Adiabatic shear banding and fracture during high speed shear cutting: Numerical study
Aniruthan Mala Elangovan
WW8, FAU
Wednesday, 14.03.2018, 17:00
WW8, Room 2.018-2, Dr.-Mack-Str. 77, Fürth
Production of billets has remained a primitive and cardinal process in a chained link of manufacturing processes for a long time. It is vastly used in mass production in a variety of ferrous and non-ferrous metals and alloys. The increased cost and energy has had a perceptible effect on the manufacturing costs and leads us into finding more efficient and feasible ways. There are many methods in existence for production of billets for cold forging such as sawing, cropping, breaking, and shearing each with their own advantages and disadvantages.
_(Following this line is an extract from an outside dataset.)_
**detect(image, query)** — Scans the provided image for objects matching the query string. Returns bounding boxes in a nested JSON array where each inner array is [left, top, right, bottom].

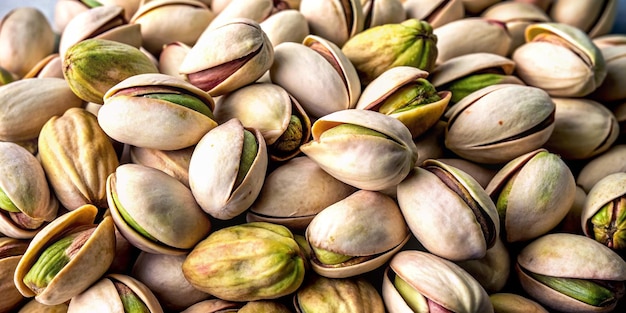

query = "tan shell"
[[580, 172, 626, 238], [270, 35, 361, 118], [0, 78, 83, 142], [98, 74, 217, 150], [246, 156, 356, 230], [107, 163, 211, 255], [306, 190, 411, 278], [515, 233, 626, 312], [445, 84, 555, 163], [129, 0, 215, 56], [402, 0, 465, 28], [433, 17, 511, 64], [189, 119, 268, 220], [398, 160, 500, 261], [67, 274, 163, 313], [485, 149, 576, 242], [300, 110, 417, 190], [382, 250, 493, 313], [14, 204, 115, 305], [59, 5, 142, 59], [544, 98, 620, 160], [356, 66, 451, 138], [300, 0, 365, 47]]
The quality of the produced billet is often measured by the surface finish of the product. Conventionally a slow speed shearing has been utilized in production of billets from round rod material with a relatively rough and distorted surface finish. A high speed shearing can provide a better surface finish. The present study deals with the process of shearing, particularly at high speeds.
The objective of the thesis is to study the ductile fracture that occurs at high speeds of shearing and ways to partially control the outcome through controlled tests on process parameters such as clearance between the shearing dies, speed of shearing and the quality of the tool. The cold forging steel 16MnCrS5 has been selected as the work piece material of the present study. At high speeds, the failure is attributed to the formation of adiabatic shear bands. Due to extreme plastic deformation a rise in temperature is observed along a thin zone about the shear bands which eventually leads to failure of material. A numerical model has been convened to study the effects of aforementioned process parameters. The model utilizes the Johnson-Cook plasticity model along with a ductile fracture criterion to facilitate proper crack initiation and propagation. Mesh dependency problem is overcome by implementing a coupled thermal-displacement analysis and facilitating heat conduction within shear bands. Comparison between the simulations and experimental results shows that the numerical model is able to predict the geometrical parameters of the cracked surface.
The thesis is split accordingly: First, it gives a brief introduction to the process of shearing and types of it. Secondly, it gives an overview about the constitutive and finite element model of the process. Thirdly, we discuss about the post processing and results. Lastly, it concludes with remarks and some suggestions.